"No true free software advocate" would *ever* use proprietary software, therefore, anyone who does *ever* use proprietary software is "no true free software advocate".

You really want free software advocates to pass a "purity test"! I only wrote that the free software movement considers that freedoms in our computing lives is more important than the technical quality of the software. The open source movement ranks those values in the opposite way.

The free software movement aims to have free software to do anything we want with computers. We are not there yet and sacrifices (such as using a technically worse program) are needed, otherwise the proprietary status quo will prevail. And, like I already wrote, a transition phase is needed as well: getting rid at once of all the proprietary software on all our machines is a recipe for failure. Like most users I started using more and more free software on a proprietary operating system (in my case, back in 2003 or so: Firefox, OpenOffice now LibreOffice, VLC, Gaim now Pidgin, Emacs, etc.), then switched to GNU/Linux but was still using proprietary software, then switched to Trisquel (but was still using one piece proprietary firmware), etc.

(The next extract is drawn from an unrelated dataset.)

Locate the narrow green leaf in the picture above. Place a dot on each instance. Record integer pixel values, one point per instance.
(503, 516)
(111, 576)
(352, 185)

The "purity" you are obsessed with is the goal: today, a free software advocate rarely (never?) is "pure" but she aspires to this purity. Whenever she uses proprietary software, she is not happy with it. She seeks solutions. Hopefully, in the near future, it will be easier and easier to only use free software.

A free software advocate will use proprietary software when other values she ranks above software freedom requires her to use proprietary software. You gave several examples: not buying new hardware (be it for economical or ecological reasons), talking with beloved people who will not change their computing habits, etc.

It turns out I bought a free-software-friendly Wifi adapter (because my internal board requires proprietary firmware) and I do not use a phone nor a proprietary VOIP software (I use Firefox Hello). Anyway, I am not "pure": my BIOS is proprietary (importing one of the Libreboot laptops in Brazil would cost a fortune), I sometimes use proprietary JavaScript (for instance to access my bank account), etc. I am not happy with those compromises and seek solutions (anyone knows a Brazilian bank whose website works with LibreJS?). Who stands for "open source" would not care.